LPN-Brindisi: finto carabiniere truffa anziana, individuato e refurtiva recuperata
LAPRESSE, 08/07/2026 06:57
Milano, 8 lug. (LaPresse) - Nella tarda serata del 2 luglio 2026, i Carabinieri della Compagnia di Fasano (Brindisi) hanno denunciato in stato di libertà un giovane di 23 anni, ritenuto il responsabile di una truffa aggravata ai danni di un'anziana del posto. L'allarme è scattato a seguito della denuncia sporta dalla cittadina fasanese, 80enne. La vittima è finita nella trappola del 'finto Carabiniere': ha ricevuto una telefonata sulla propria utenza fissa da parte di un sedicente Maresciallo dei Carabinieri della locale Stazione. Quest'ultimo l'ha informata del presunto arresto del figlio, passandole poi un complice che, fingendosi lui, la pregava in lacrime di aiutarlo.

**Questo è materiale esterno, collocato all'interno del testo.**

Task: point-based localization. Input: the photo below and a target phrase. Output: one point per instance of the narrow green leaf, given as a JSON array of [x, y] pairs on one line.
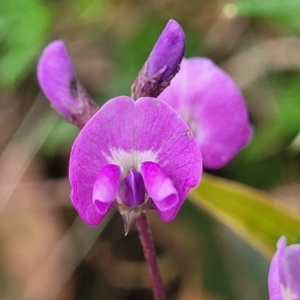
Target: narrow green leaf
[[268, 7], [252, 214]]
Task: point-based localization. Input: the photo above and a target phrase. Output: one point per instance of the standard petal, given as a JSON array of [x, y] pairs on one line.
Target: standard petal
[[106, 187], [274, 279], [160, 188], [212, 104], [127, 133]]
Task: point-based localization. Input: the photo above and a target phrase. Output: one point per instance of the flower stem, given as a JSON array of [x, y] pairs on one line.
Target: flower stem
[[150, 256]]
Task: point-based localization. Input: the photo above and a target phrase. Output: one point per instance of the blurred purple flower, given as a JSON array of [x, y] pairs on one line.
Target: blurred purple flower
[[284, 273], [133, 156], [213, 106], [163, 62], [57, 78]]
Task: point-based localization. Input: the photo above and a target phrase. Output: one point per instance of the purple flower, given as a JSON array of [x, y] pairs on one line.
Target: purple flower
[[284, 273], [57, 78], [162, 64], [134, 156], [213, 106]]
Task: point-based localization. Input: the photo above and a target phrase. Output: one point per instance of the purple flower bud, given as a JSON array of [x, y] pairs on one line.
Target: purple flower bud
[[284, 273], [57, 79], [162, 64]]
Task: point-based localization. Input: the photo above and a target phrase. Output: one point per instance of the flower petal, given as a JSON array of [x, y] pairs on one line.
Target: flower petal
[[274, 281], [212, 104], [126, 133], [162, 64], [132, 190], [292, 256], [160, 189], [106, 187], [57, 78]]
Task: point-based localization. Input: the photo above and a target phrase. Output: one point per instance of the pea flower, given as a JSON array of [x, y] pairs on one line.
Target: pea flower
[[284, 273], [134, 156], [213, 106]]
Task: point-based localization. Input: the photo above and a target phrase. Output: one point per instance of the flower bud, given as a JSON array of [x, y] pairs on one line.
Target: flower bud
[[162, 64]]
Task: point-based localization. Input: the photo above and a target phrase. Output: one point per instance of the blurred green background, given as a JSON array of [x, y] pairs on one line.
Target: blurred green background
[[220, 245]]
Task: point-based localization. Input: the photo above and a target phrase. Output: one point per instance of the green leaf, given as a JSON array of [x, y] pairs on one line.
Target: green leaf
[[252, 214], [268, 7], [23, 29]]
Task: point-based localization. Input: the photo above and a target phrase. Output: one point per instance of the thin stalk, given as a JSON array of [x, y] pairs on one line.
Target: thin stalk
[[150, 256]]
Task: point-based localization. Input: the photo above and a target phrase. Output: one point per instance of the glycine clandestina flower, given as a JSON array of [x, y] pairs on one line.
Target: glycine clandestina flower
[[284, 273], [213, 106], [131, 155]]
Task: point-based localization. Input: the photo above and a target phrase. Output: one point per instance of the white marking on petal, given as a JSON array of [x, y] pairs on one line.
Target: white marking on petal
[[287, 293], [132, 159]]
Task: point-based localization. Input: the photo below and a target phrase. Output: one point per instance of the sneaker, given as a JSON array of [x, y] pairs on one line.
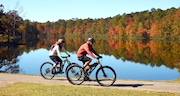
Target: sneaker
[[87, 79], [53, 71], [93, 65], [61, 72]]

Ripresa la conversazione, il finto Maresciallo ha invitato l'anziana a consegnare denaro e monili d'oro a un collega in borghese che si sarebbe presentato da lì a poco presso la sua abitazione. Per impedire alla donna di riflettere o chiedere aiuto, i malviventi la tenevano occupata al telefono senza interruzioni. All'arrivo del complice, la vittima ha così calato i gioielli direttamente dal balcone di casa, senza farlo entrare. L'uomo si è poi allontanato a piedi con la refurtiva. I militari dell'Arma si sono attivati immediatamente, analizzando le immagini dei sistemi di videosorveglianza installati nei pressi dell'abitazione della donna. La svolta è arrivata poco dopo, grazie anche alla collaborazione dei familiari della vittima che hanno fornito alle forze dell'ordine dettagli determinanti per giungere all'individuazione e localizzazione dell'autore del reato. L'uomo è stato identificato in un 23enne di origine tunisina residente a Fasano. La successiva perquisizione ha consentito di recuperare l'intera refurtiva, composta da monili in oro e argento. I gioielli sono stati restituiti alla legittima proprietaria.